Great. I’ve reached a point in my life where my own phone greets me with sarcasm.
EVEN AFTER the arrival of the ashes and my mother’s strange note, I’m not sure I would have made the decision to go to Canterbury. Not if something else hadn’t happened the same day.
It came in the form of another letter, this one delivered not by UPS but by general mail, sent not to my office, but to my condo. I had arrived home from work and dropped the six untasted bottles of wine and my mother in the foyer, then snapped a leash on my Yorkie, Freddy, so I could take him straight out for a walk. Since my keys were still in my hand, I circled by the mail station to see if there was anything in my box.
I don’t check my mail every day. I bank online and no one writes letters anymore, so I doubt I drop by the mail station more than once a week. And even then there’s usually nothing more than ads and pleas for charity. I’m saying something to Freddy, who’s a jumper and a barker, as I slide the key into the box and swing the little silver door open and . . .
Suddenly I’m engulfed in bees.
It takes me a minute to realize what’s happening. One stings my hand, just in the fleshy part of the palm between the thumb and first finger, and four or five more swarm out behind him, swirling around my head. Freddy is going nuts. The mail has dropped at my feet, the heavy thud of newsprint circulars and some flyer informing me that I can provide Thanksgiving dinner for a homeless man for just ninety-two cents. And then the strangest of all possible things falls to the ground beside them—a personal letter. I look down at the envelope in a kind of frozen shock and recognize the handwriting on the front as my boyfriend Ned’s. Why is he writing me? We Skype every other night at eight, right on schedule, and of course we text throughout the day. He sometimes
sends a card, but this is clearly a letter. The envelope is long and businesslike, with the address of his law firm in the corner.
I swat at the bees and another catches my shoulder, reaches me through my shirt, while a third is trapped in my bangs. It doesn’t occur to me to run, but it occurs to Freddy, and his leash pulls from my hand. I am screaming, batting at the bee in my hair. I’m ordinarily not much of a screamer—this may be the first time since childhood that I’ve let go with a total shriek—and then I hear the blast of a car horn, the echoing squeal of tires.

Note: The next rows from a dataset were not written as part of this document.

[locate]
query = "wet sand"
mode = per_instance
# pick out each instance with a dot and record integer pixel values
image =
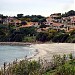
(46, 51)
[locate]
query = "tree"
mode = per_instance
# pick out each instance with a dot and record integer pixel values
(19, 15)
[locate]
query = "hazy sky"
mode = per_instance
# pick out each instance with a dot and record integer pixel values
(35, 7)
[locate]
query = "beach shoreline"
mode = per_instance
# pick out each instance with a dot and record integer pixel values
(45, 50)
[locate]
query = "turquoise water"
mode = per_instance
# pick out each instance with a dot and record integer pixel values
(10, 53)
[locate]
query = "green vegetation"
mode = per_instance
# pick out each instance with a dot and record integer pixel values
(10, 32)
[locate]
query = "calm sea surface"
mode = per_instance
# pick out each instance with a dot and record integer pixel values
(10, 53)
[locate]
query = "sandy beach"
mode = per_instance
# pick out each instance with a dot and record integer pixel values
(46, 51)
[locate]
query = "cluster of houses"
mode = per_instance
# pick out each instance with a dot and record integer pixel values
(54, 21)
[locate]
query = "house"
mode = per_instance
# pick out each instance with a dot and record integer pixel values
(57, 26)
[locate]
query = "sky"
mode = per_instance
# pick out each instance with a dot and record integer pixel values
(35, 7)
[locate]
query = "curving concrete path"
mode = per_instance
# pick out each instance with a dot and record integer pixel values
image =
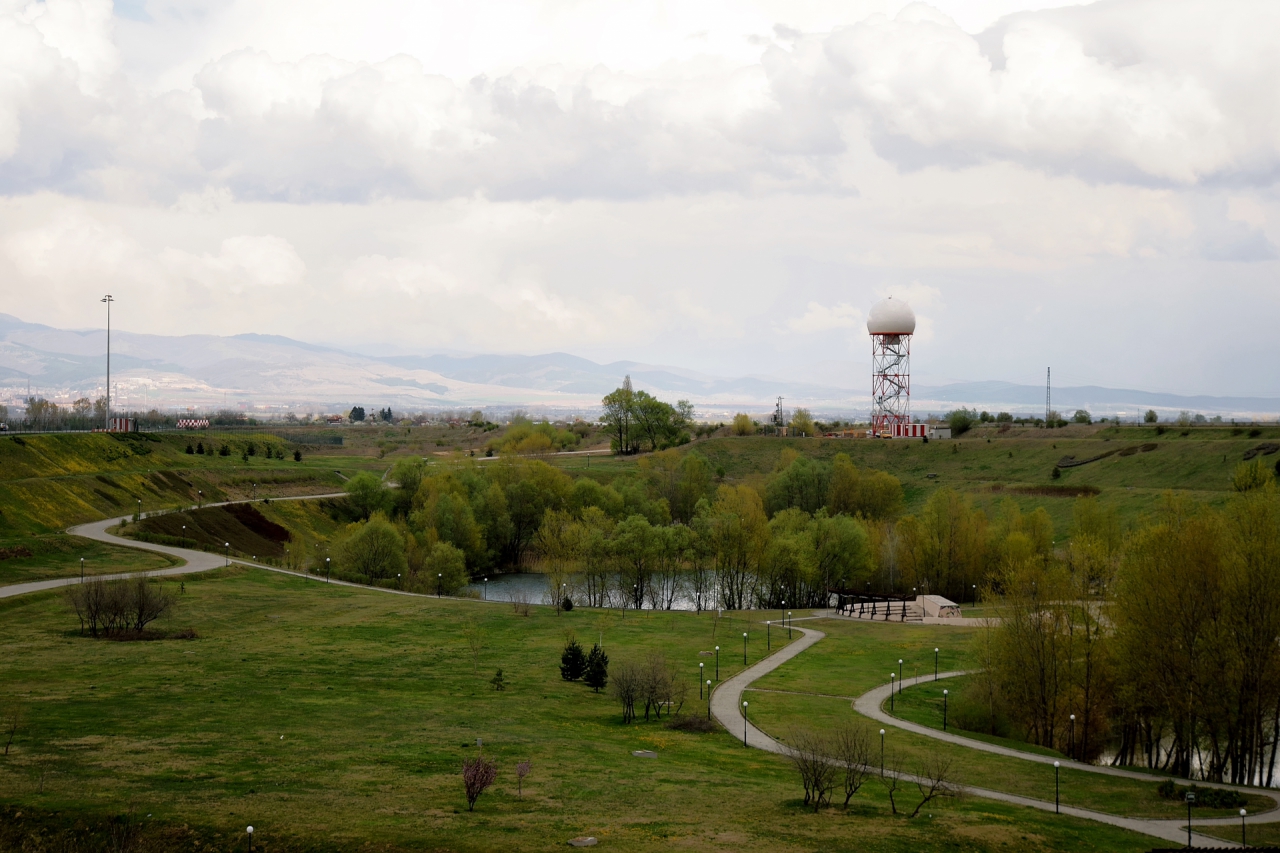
(727, 708)
(195, 561)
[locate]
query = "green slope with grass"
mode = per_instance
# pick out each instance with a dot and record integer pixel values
(338, 719)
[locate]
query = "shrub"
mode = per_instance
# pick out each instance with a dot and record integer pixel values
(572, 661)
(597, 675)
(478, 774)
(109, 607)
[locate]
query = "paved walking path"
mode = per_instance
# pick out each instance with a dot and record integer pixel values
(727, 707)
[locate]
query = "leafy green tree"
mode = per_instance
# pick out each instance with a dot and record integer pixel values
(801, 484)
(374, 548)
(572, 661)
(961, 420)
(597, 675)
(366, 493)
(444, 569)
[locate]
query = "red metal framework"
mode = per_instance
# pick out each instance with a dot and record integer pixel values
(891, 382)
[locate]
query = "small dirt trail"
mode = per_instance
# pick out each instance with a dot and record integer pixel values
(727, 708)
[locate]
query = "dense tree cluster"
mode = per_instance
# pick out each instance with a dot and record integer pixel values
(1161, 641)
(638, 420)
(671, 532)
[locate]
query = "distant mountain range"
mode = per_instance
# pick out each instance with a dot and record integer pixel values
(265, 372)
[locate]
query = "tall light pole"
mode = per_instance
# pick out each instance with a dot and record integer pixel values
(1057, 808)
(106, 416)
(1191, 799)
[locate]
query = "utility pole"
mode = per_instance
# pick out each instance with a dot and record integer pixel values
(1048, 373)
(106, 416)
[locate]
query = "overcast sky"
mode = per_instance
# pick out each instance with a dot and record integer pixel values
(716, 185)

Our lives can sometimes turn in a moment, just like this. A stab to the palm, the slide of a leash, a letter that falls at our feet.
Don’t worry. Freddy wasn’t hit by the car. There’s darkness in this story, but that isn’t it. The car was driven by one of my neighbors, a woman with dogs of her own, and she has managed to stop in time. She jumps from the driver’s seat, shaken and crying at the close call, and grabs the leash. Freddy is happily leaping, and this woman and I are both babbling. The bees, I say, they came from nowhere. They were in my fucking mailbox. The dog, she says. I almost didn’t see him. He came from nowhere, just like the bees.

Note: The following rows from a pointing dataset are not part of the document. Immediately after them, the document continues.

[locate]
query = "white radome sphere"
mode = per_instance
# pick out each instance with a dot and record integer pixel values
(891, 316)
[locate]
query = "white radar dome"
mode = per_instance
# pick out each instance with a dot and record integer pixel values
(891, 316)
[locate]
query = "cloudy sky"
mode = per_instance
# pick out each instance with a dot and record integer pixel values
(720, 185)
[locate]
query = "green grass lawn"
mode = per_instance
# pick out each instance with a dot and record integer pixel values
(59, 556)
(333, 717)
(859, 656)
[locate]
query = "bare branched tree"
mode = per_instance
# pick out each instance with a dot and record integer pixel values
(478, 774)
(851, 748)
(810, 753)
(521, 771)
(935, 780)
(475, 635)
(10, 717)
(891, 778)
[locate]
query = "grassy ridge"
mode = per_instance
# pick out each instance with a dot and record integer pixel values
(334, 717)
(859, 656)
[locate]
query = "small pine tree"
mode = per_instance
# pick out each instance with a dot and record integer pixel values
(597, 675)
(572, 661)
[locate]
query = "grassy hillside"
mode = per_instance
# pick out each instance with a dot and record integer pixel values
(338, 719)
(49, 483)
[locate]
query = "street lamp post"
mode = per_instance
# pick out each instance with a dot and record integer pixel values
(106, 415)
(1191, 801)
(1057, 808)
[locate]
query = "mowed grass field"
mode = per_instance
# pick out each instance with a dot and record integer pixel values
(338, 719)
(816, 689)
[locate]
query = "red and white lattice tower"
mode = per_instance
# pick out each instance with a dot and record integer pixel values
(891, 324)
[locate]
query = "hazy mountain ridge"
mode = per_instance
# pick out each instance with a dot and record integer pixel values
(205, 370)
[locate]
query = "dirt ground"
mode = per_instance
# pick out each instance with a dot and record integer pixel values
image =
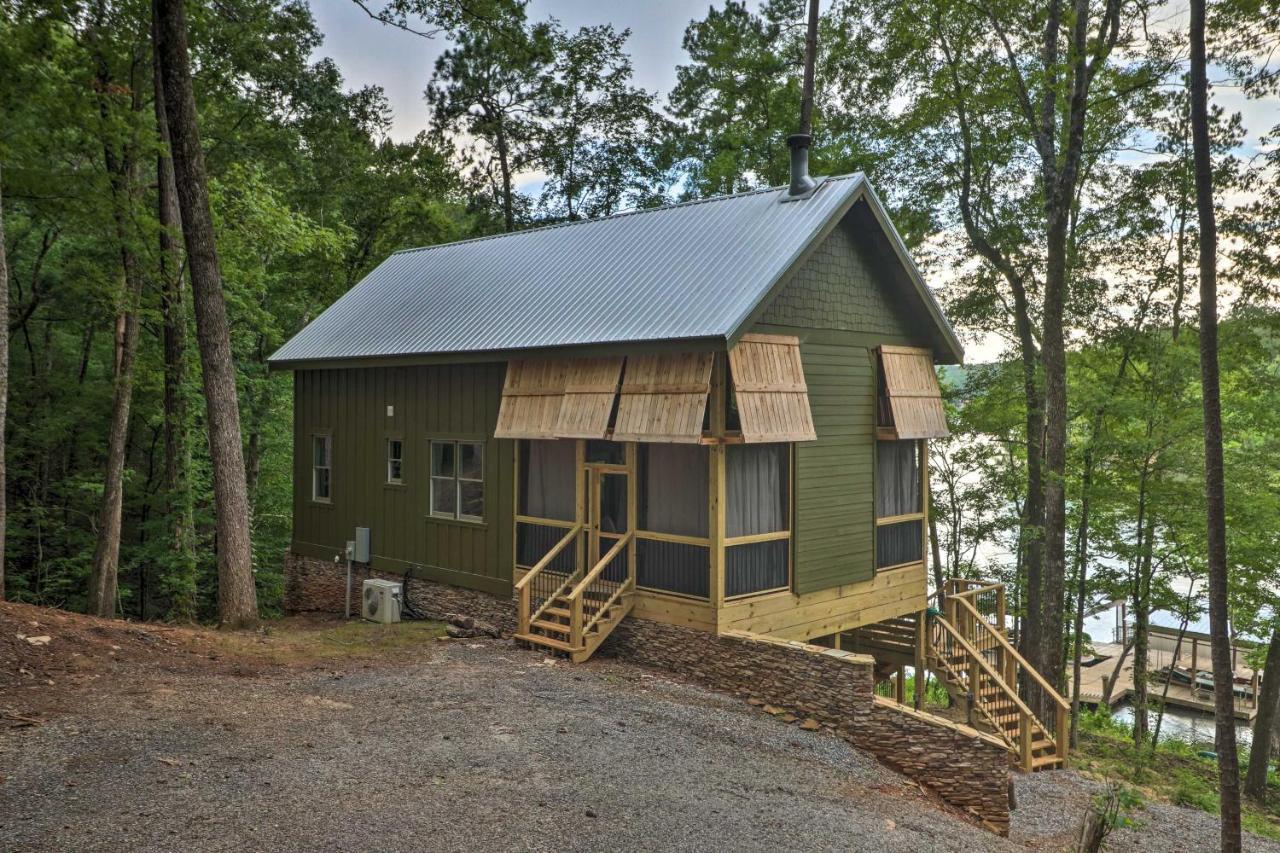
(323, 737)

My hand is throbbing as I take the leash from her. I’m so sorry, I say, as I bend to pick up the mail. I tell the dog I’m sorry too. He strains against his collar, unperturbed, only wanting to finish his walk.
Put ice on it, the woman tells me. Scrape a credit card against your skin to make sure the stingers are out. And take a Benadryl, just in case. Thank God, she says. Things could have been so much worse. She says this over and over.
NO DOUBT you’re way ahead of me on all of this. No doubt you’ve seen what was coming from the minute you learned that the letter was sent from an office. Maybe it was his name, Ned, so minimal and careful, or the fact that he’s a lawyer, or maybe you even picked up on the bit about Skype as evidence that we live in different cities, which everyone knows is the relationship kiss of death. But I was still preoccupied with the stings and the dog and the fact that I looked like an irresponsible fool in front of my neighbor. I crammed the letter in my jacket, threw the rest of the mail in the trash, and took Freddy on the long loop, the one that goes around the man-made lake and through the landscaped woods.